En conclusión: la reducción del 30 por ciento del artículo 18.2 de la Ley del Impuesto no resulta aplicable en el presente caso.
En lo que respecta a las costas, este Centro directivo viene manteniendo en los supuestos de condena en costas el criterio (consultas nº 0154-05, 0172-05, V0588-05, V1265-06, V0343-09, V0268-10, V0974-13 y V2909-14, entre otras) —tomando como base la configuración jurisprudencial de la condena en costas, establecida por el Tribunal Supremo, como generadora de un crédito a favor de la parte vencedora y que, por tanto, no pertenece a quien le representa o asiste—, de considerar que al ser beneficiaria la parte vencedora, la parte condenada no está satisfaciendo rendimientos profesionales a los abogados y procuradores de la parte vencedora sino una indemnización a esta última, por lo que aquella parte (la condenada) no está obligada a practicar retención, a cuenta del Impuesto sobre la Renta de las Personas Físicas, sobre tales honorarios profesionales.
Conforme con el criterio expuesto, al tratarse de una indemnización al consultante (la parte vencedora), la incidencia tributaria para este último viene dada por su carácter restitutorio del gasto de defensa y representación realizado en el juicio, lo que supone la incorporación a su patrimonio de un crédito a su favor o de dinero (en cuanto se ejercite el derecho de crédito) constituyendo así una ganancia patrimonial, conforme con lo dispuesto en el artículo 33.1 de la Ley 35/2006:
“Son ganancias y pérdidas patrimoniales las variaciones en el valor del patrimonio del contribuyente que se pongan de manifiesto con ocasión de cualquier alteración en la composición de aquél, salvo que por esta Ley se califiquen como rendimientos”.

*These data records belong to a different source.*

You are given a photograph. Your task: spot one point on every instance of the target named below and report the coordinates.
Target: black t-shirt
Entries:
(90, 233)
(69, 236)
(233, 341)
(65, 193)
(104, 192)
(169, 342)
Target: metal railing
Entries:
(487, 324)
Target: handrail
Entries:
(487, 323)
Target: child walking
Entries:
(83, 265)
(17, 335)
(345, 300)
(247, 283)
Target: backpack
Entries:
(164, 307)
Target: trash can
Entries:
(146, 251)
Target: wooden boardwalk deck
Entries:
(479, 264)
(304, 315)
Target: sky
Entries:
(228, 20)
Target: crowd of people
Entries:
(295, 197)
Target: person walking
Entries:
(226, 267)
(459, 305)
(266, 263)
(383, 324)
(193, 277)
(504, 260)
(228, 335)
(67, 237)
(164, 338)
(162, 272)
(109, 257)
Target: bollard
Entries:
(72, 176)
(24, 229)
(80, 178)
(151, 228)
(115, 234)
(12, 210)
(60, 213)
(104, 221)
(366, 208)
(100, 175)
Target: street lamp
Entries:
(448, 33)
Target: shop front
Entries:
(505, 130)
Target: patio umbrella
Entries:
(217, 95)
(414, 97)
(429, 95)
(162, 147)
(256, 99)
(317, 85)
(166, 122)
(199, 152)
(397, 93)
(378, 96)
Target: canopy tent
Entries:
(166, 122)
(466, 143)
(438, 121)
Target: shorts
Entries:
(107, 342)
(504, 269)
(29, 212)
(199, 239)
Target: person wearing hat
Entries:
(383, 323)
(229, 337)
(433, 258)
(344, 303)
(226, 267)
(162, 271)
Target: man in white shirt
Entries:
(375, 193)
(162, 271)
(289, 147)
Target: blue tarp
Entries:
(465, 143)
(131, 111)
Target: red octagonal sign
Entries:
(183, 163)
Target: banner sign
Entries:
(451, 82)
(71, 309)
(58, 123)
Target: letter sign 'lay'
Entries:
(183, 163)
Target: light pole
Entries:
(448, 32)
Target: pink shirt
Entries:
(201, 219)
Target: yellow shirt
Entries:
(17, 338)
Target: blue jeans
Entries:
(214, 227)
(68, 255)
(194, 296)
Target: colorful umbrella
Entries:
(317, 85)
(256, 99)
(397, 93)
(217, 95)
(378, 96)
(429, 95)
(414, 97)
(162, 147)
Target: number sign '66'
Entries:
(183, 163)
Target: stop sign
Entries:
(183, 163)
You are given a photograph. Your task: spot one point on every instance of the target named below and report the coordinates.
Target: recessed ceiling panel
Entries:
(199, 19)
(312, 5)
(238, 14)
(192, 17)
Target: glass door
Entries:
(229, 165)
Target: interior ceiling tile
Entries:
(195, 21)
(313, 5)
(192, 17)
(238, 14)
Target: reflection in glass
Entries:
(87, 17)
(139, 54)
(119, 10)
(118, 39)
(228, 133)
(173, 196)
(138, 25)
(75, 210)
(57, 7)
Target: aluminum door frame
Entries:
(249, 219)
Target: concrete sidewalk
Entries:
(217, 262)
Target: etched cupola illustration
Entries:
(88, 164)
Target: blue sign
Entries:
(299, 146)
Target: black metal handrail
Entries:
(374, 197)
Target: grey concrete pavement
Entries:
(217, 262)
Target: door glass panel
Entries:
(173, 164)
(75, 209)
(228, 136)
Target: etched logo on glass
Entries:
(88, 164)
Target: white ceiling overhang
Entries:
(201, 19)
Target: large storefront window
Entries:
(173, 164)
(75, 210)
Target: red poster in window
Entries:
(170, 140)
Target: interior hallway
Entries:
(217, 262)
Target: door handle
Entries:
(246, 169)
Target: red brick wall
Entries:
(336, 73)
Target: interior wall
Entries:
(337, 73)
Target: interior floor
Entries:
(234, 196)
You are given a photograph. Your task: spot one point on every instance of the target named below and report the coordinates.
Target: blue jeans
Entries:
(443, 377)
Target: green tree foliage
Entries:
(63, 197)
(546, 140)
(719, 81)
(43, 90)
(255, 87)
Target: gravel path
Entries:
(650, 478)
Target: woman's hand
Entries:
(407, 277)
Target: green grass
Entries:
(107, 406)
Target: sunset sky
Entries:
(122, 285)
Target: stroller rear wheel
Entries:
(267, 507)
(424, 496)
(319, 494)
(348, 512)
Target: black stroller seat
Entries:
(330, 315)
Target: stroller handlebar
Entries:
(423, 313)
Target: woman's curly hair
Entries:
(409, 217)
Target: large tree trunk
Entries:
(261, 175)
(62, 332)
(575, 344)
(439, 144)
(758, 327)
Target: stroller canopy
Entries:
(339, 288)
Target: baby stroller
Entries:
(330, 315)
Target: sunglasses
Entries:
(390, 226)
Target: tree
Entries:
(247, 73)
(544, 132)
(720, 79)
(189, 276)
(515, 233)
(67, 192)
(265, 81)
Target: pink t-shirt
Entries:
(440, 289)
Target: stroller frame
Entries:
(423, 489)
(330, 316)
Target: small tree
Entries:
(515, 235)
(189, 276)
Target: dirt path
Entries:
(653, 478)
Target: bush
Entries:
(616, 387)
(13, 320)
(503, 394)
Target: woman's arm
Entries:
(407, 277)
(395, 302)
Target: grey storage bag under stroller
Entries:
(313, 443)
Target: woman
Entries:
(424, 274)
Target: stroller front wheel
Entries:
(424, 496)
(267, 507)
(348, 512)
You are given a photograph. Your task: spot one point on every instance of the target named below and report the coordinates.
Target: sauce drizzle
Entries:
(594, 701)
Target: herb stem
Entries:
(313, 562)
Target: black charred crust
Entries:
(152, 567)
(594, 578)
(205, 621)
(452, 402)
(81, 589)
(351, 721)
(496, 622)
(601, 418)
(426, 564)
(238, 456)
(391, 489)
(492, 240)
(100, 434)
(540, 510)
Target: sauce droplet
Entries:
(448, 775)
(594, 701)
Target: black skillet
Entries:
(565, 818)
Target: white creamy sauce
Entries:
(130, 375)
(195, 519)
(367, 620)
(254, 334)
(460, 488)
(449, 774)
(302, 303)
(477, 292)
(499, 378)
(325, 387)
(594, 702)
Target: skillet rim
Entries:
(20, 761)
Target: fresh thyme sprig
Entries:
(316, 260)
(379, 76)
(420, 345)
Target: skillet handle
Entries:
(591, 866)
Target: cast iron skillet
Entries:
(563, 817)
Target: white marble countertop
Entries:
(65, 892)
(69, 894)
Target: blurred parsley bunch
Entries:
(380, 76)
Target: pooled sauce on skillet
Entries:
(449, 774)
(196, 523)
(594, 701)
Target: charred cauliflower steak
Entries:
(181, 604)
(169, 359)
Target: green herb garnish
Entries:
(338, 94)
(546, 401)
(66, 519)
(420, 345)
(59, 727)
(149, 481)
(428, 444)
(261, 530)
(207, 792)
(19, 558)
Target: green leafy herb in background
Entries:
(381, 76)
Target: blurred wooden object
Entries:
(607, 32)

Por último, procede indicar —en relación con los gastos de defensa jurídica en que haya podido incurrir el consultante— que su incidencia se produce a través de su deducibilidad de los rendimientos íntegros del trabajo, tal como dispone el artículo 19 de la Ley del Impuesto, que en su apartado 2 incluye “los gastos de defensa jurídica derivados directamente de litigios suscitados en la relación del contribuyente con la persona de la que percibe los rendimientos, con el límite de 300 euros anuales” entre los gastos deducibles de los rendimientos íntegros del trabajo.
Lo que comunico a usted con efectos vinculantes, conforme a lo dispuesto en el apartado 1 del artículo 89 de la Ley 58/2003, de 17 de diciembre, General Tributaria (BOE del día 18).